The devil is in the details when choosing dairy products
We’re constantly learning new details about health and nutrition, and in recent years some radical differences about the types of proteins in cow milk have come to light.
Casein is the principal protein found in cow milk, as well as products like cheese and yogurt that are made from milk. Cow milk also contains lesser amounts of whey. By contrast, milk produced by goats and sheep contains higher levels of whey protein to casein and may be easier for many people to digest.
Dr. Phil Maffetone has addressed many questions surrounding dairy foods in his books and on this website.
Many people who have problems with dairy products assume they have an issue with lactose, a type of sugar contained in milk, when they actually have a problem digesting casein. It’s been well-documented that some people, perhaps many, have difficulty digesting casein.
As it turns out, it’s even more complicated than this, because there are actually two types of casein — A1 and A2 — with conflicting health effects found in cow milk. Different breeds of dairy cattle tend to produce more or less of each casein type in their milk.
A1 beta casein has been associated with ill health and is found in larger ratios in the milk of certain types of cattle. Studies, including data from the World Health Organization, have linked A1 with increased risk of heart disease, high cholesterol, type 1 diabetes, sudden infant death syndrome, neurological disorders such as autism and schizophrenia, and possibly allergies. Some people may have an easier time digesting A1 than others, but it may not be healthful for anyone.
On the other hand, these ill-health issues are not associated with consumption of A2 casein, which is produced by other types of dairy cattle, particularly Jersey cattle.
Most big dairy companies get their milk from a mixture of different cattle breeds, and the predominant milk cow in the United States is, unfortunately, the predominant A1-producing breed — the Holstein. This is the classic black-and-white dairy cow developed to produce large quantities of milk.

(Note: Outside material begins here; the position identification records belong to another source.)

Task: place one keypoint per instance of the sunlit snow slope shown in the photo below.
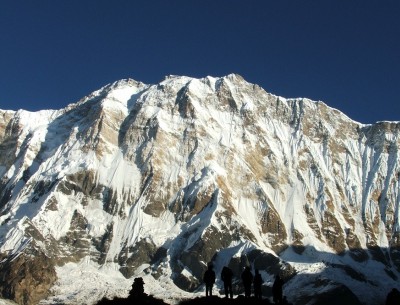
(158, 180)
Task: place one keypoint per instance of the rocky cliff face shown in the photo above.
(160, 180)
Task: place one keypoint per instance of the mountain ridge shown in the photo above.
(161, 179)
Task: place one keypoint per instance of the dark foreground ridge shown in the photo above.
(146, 299)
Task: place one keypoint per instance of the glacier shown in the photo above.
(158, 180)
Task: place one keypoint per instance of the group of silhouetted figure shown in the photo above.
(139, 297)
(248, 280)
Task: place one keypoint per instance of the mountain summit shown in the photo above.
(159, 180)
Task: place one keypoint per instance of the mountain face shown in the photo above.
(159, 180)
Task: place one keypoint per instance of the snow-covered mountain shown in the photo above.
(158, 180)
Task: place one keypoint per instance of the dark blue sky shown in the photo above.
(345, 53)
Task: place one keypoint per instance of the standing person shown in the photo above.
(257, 285)
(226, 277)
(247, 278)
(209, 279)
(277, 290)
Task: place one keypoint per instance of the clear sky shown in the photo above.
(343, 52)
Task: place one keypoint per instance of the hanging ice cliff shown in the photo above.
(158, 180)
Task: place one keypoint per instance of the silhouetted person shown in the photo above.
(257, 285)
(137, 290)
(247, 278)
(277, 290)
(226, 277)
(209, 280)
(393, 297)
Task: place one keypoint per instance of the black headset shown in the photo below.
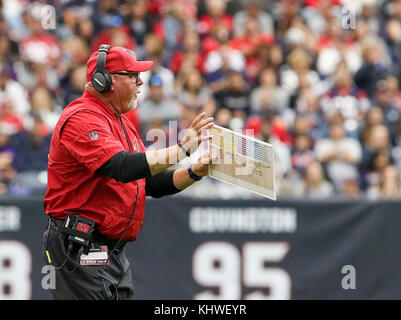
(101, 78)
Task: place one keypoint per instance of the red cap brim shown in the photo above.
(141, 66)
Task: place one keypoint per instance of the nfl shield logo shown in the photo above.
(93, 135)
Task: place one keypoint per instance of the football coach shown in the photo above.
(99, 174)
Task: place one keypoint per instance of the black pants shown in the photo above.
(76, 282)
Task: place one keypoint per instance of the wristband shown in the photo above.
(192, 175)
(183, 149)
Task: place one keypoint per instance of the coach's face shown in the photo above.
(126, 87)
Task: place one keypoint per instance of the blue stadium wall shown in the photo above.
(198, 249)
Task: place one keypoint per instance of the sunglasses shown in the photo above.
(133, 75)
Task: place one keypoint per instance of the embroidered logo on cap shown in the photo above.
(132, 53)
(93, 135)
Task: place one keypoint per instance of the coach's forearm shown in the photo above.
(160, 160)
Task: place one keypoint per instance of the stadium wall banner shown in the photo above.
(223, 249)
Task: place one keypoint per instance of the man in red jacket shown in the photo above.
(99, 174)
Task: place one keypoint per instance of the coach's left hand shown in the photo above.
(201, 167)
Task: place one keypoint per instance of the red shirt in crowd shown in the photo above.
(88, 134)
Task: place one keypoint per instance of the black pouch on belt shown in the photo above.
(79, 230)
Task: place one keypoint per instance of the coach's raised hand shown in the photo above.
(162, 159)
(193, 135)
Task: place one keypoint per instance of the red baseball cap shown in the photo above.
(118, 59)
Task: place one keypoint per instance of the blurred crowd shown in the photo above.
(318, 79)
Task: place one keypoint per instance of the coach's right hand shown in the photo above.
(193, 135)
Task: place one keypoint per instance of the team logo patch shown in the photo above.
(93, 136)
(83, 227)
(135, 144)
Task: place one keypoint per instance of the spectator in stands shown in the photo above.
(253, 8)
(302, 155)
(268, 95)
(157, 108)
(346, 99)
(154, 49)
(194, 96)
(138, 20)
(389, 187)
(44, 106)
(314, 185)
(383, 98)
(375, 151)
(373, 69)
(32, 147)
(339, 154)
(298, 65)
(372, 118)
(13, 92)
(235, 97)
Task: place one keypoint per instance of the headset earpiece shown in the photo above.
(101, 78)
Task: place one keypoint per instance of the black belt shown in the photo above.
(98, 237)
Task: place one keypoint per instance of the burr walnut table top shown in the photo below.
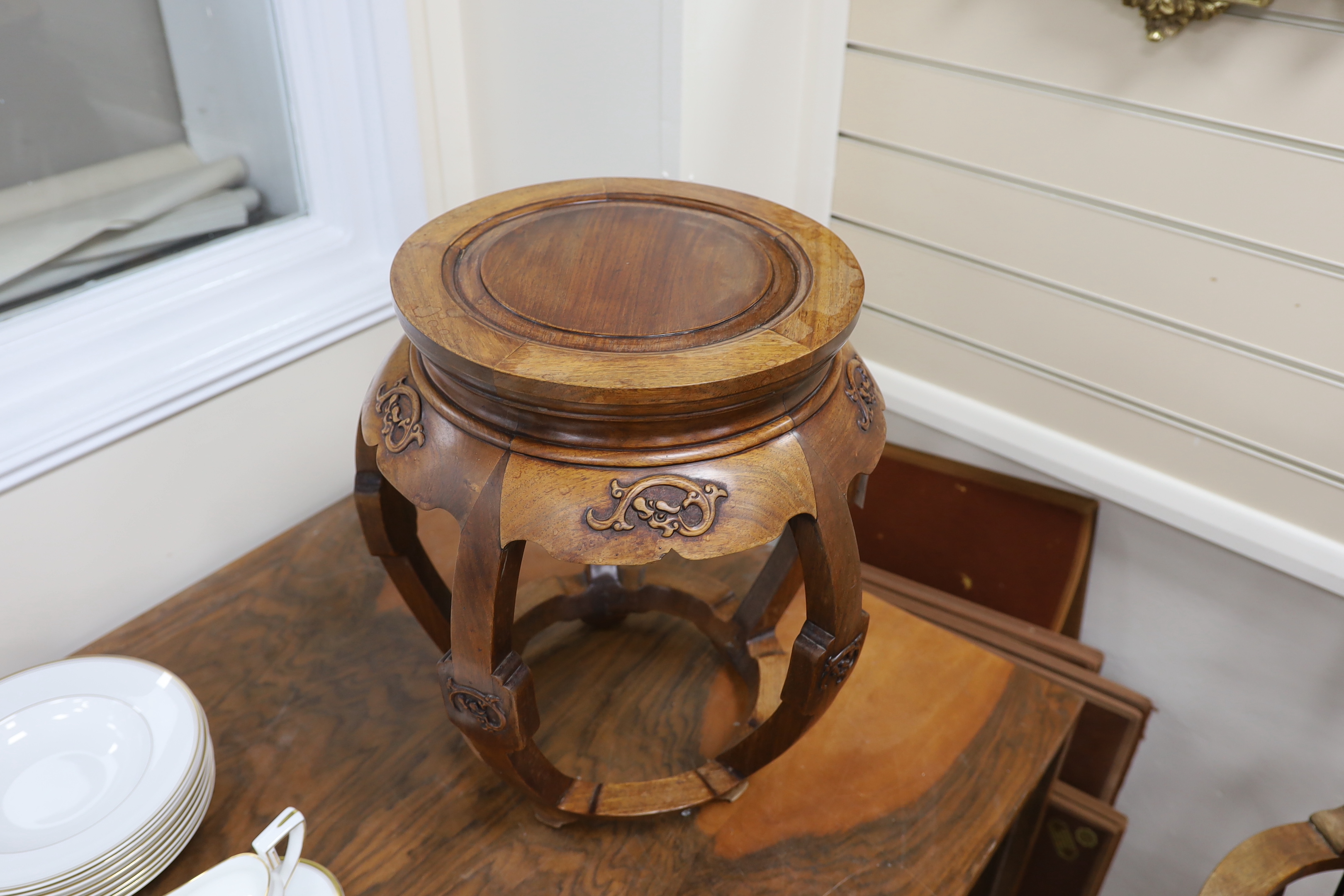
(321, 694)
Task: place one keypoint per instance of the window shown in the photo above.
(132, 129)
(85, 367)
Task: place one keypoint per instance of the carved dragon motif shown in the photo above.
(399, 429)
(660, 515)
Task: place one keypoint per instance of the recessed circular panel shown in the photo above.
(628, 268)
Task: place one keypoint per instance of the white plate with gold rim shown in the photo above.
(92, 751)
(158, 843)
(135, 871)
(149, 839)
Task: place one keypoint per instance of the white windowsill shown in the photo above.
(83, 371)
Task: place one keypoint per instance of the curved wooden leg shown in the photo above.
(780, 579)
(833, 637)
(390, 530)
(487, 687)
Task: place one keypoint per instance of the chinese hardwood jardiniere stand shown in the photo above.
(615, 370)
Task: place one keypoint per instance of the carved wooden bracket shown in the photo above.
(1166, 18)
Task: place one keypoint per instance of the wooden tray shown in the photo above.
(1001, 542)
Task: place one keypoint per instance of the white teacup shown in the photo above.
(265, 872)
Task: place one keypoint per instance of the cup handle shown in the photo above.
(288, 824)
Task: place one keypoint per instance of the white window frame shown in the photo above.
(85, 370)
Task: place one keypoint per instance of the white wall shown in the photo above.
(735, 95)
(1242, 664)
(1017, 183)
(95, 543)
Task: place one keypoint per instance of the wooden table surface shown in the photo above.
(321, 694)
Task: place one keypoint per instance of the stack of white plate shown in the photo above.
(107, 770)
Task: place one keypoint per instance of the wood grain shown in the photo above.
(320, 692)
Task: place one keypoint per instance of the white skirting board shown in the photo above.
(1237, 527)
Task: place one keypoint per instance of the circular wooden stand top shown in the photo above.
(665, 320)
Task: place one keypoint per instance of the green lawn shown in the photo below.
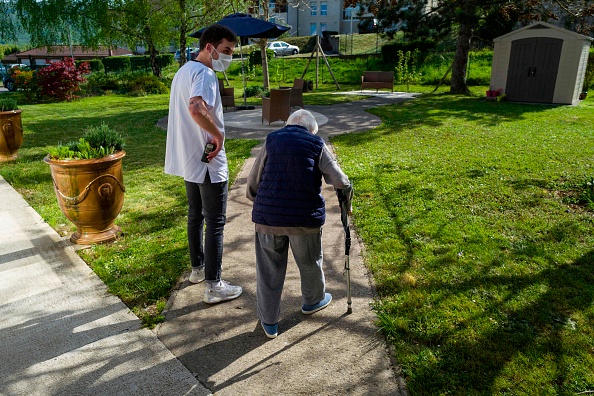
(483, 262)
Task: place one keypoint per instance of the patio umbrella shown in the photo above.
(245, 25)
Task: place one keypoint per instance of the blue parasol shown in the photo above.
(245, 25)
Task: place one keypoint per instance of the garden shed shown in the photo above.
(540, 63)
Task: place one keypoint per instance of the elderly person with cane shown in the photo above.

However, to further complicate, some individual Holstein cattle do have the genetic ability to produce a high-A2 milk.
Jersey dairy cows, as well as goats and sheep, are noted as consistently producing milk with higher levels of A2 casein type. But these animals produce much less milk per animal.
In the future, we’ll see efforts in the dairy industry to identify A2-producing cows. One organization is readying a labeling program for dairy products in Australia and the U.S.
If you are looking for milk products with a higher A2 content, the best option is to seek out milk products from a local farmer who raises Jersey cattle on grass. In stores, look for milk products labeled as being made from Jersey cow milk.
Some other basic things to know if you choose to consume dairy products.
- Heavy cream and butter contain virtually no casein or lactose, and most people can consume these with no problems.
- Fully cultured hard cheeses contain predominantly casein and fat. If you have a problem with lactose, you may be able to tolerate fully cultured cheeses. The way to tell is if the carbohydrate content on the label is 0.
- Most yogurts on the market have not been fully cultured and thus contain a fair amount of milk sugar. Read the label on the plain variety of your favorite brand to see how much carbohydrate it contains. This is all milk sugar — lactose and galactose. Making your own yogurt is an option — culturing your yogurt for longer periods will allow the bacteria to more fully consume the milk sugars.
- Dairy products from cows that have been feeding on green grass contain the most nutrients.